Less is More: Strip Down Your Slides
Everyone has heard the quote “Less is more” - but few know who said it or what it refers to.
Regardless, it perfectly applies to PowerPoint. Most presenters, though, follow the opposite school of thought that “more is more” and stuff their slides with too many words and pictures. The result is summed up in another quote by author, entrepreneur and presentation expert Seth Godin who said, “Almost every PowerPoint sucks rotten eggs.”
In a survey regarding what viewers disliked most about PowerPoint presentations, they identified the following problems:
74% - Presenters reading slides to them
52% - Full sentences instead of bullet points
48% - Text too small to read
The fundamental issue is that presenters try to put too much on their slides. I think there are two groups of PowerPoint abusers who think that more words and pictures are better: intentional and unintentional abusers.
Intentional PowerPoint Abusers
People intentionally overstuff their slides because it takes pressure off of them as presenters. For most people, the mere act of speaking in front of a group makes them go weak in the knees. In my “Be A Better Business Speaker” course, I ask someone in the audience to describe their job. They calmly begin to rattle off some of their responsibilities. Then I ask them to stand up and continue. In almost every case, they are suddenly stricken by fear. Being a presenter is frightening.
If all the information is on the slide, then presenters don’t have to worry about doing as much work and are less likely to embarrass themselves. The audience can just read the slides to get the necessary information. This, however, is a tedious process for the audience and raises the question: if all the information is on the slides, why not just distribute it as a handout? That’s a much more efficient – and much less painful – communication method.
Unintentional PowerPoint Abusers
Most overstuffed slides, though, are the product of the unintentional abusers. They misunderstand their role as a presenter and the needs of their audience.
The presenters role is to be the source of most of the information. The slides play a supporting role rather than being the star. The slides should include just the key points, never full sentences. Short, concise bullet points provide visual reinforcement for the presenter’s words. They also serve as a visual outline that guides the presenter and audience through the content, and increase the likelihood that the audience will recall the information.
A widely used rule of thumb is the 6 X 6 rule; slides should have no more than six bullets and each bullet should have no more than six words. That is probably too limiting, but provides good perspective on how much text should appear on a slide.
Regarding the needs of the audience, presenters seem to assume their viewers have the visual acuity of a hawk, able to spot a mouse at 100 yards. When the font size on your slides gets below 14 point, you aren’t creating a presentation, you’re creating an eye chart.
I’ve also seen many slides that look like Christmas trees, chock full of pictures and graphs that the presenter believes help provide knowledge. They usually don’t. What they provide is clutter and eye strain. It is almost always better to use one or two carefully chosen pictures or graphs.
Not sure if you are guilty of overstuffing your slides? If you’ve ever had to tell your audience, “I know you can’t see this ...“, then you are a PowerPoint abuser.
But They Need to See This!
The most-common defense of slide overstuffers is that “the audience needs to see this!” Often they don’t, but let’s assume they do.

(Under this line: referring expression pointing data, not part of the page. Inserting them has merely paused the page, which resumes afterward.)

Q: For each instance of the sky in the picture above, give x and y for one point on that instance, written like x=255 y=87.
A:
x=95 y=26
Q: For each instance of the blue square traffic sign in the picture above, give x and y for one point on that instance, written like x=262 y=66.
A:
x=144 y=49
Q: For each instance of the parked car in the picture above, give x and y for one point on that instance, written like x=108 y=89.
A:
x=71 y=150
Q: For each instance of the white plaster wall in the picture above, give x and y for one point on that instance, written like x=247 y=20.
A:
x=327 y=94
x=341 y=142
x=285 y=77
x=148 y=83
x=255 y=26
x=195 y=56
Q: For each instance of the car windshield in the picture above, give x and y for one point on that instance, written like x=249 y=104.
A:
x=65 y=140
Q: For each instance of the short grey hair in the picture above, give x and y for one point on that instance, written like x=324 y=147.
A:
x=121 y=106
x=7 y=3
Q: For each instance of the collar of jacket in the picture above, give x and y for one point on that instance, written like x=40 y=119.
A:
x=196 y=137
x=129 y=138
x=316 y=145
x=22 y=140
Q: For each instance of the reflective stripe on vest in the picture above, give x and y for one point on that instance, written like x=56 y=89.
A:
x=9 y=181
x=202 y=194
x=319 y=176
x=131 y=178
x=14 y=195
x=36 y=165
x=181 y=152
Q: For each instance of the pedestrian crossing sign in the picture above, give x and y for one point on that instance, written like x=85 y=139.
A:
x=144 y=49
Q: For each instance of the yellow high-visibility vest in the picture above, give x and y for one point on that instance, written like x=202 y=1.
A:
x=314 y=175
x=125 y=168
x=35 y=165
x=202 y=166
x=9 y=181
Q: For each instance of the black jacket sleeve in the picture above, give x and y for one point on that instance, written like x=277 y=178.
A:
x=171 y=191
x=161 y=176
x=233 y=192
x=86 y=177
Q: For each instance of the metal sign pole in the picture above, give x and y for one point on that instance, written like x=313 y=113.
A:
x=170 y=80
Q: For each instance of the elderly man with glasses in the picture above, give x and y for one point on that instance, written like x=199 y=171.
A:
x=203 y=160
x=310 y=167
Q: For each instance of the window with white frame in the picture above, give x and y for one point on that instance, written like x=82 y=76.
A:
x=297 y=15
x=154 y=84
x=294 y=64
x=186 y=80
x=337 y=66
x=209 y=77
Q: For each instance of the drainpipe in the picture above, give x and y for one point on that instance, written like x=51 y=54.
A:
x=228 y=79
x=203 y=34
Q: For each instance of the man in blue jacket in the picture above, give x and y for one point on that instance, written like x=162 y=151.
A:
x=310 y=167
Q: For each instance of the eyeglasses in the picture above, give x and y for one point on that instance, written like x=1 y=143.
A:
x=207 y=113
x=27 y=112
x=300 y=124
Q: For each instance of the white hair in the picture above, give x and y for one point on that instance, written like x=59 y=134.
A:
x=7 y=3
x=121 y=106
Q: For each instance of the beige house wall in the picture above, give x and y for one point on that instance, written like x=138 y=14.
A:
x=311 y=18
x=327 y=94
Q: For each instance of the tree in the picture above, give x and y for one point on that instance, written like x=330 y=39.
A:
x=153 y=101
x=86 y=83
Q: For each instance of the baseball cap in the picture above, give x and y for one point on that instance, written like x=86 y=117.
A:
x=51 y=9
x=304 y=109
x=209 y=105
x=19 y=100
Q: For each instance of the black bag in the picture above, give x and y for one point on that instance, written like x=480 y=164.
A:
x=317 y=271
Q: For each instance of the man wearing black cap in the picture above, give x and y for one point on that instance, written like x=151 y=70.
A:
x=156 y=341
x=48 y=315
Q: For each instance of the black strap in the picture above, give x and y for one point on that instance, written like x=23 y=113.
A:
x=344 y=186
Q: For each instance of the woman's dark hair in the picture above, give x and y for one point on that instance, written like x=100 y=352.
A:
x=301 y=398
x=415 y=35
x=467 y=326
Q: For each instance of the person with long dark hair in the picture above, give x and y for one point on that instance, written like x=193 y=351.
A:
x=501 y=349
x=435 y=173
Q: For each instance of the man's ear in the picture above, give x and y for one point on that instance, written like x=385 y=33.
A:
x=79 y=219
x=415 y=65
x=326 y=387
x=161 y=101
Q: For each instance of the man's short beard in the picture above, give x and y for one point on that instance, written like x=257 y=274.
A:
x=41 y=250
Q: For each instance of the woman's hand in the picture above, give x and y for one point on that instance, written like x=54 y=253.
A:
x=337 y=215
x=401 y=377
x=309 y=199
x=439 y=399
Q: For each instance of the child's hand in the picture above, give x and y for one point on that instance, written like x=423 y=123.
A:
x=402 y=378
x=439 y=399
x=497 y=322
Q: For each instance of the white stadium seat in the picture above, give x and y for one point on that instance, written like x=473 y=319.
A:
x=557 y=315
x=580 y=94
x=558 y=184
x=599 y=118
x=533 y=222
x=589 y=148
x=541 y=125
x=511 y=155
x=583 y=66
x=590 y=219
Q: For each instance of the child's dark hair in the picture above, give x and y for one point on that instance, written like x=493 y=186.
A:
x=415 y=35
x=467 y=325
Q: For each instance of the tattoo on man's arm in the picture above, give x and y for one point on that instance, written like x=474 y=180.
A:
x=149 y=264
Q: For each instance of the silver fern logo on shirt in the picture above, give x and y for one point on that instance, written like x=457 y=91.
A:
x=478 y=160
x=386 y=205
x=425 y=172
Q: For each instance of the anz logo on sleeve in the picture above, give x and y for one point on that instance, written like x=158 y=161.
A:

Putting it on the slide doesn’t ensure they can see it if the text and graphics are too tiny. You have two solutions for this dilemma.
If it is critical that they see the information during the presentation, then use more slides. Spread the content across as many slides as is needed to ensure that each is clearly readable. One of the most-common battles I fight with clients is slide count. They fret that they will have too many slides in their presentations if they start dividing too-dense slides across multiple slides. Slide count is a meaningless metric. I can create one slide that, with animations, looks like 10. If it’s truly important for your audience to see all that information, then use all the slides you need to ensure they are readable.
Solution two is a handout or take-away document - but not just a printout of your overstuffed slides. If you have a report you need to reference, a checklist you need to review, a document you need to discuss, don’t just scrunch it down to fit on the slide and expect your audience to squint their way through it. Instead, create a separate document that you distribute during your presentation as a reference. On your slides, pull out each key point from the document and make a slide of it.
Invest in Better Slides
It’s easy to create a deck of slides bulging with words and images. Refining those slides, reducing them to the key points or pictures, and possibly preparing supporting handouts does take some thought and time. Mark Twain famously said, “I am sorry for the long letter. I didn’t have time to write a short one.”
If you’re concerned about effectively communicating with your audience, it’s worth taking the time to reduce your word-filled slides to concise bullet points that keep the focus on you to ensure more effective communication.
(If you’ve been wondering, “Less is more” comes from an 1855 poem, but is typically associated with architect Ludwig Mies van der Rohe regarding his minimalist design.)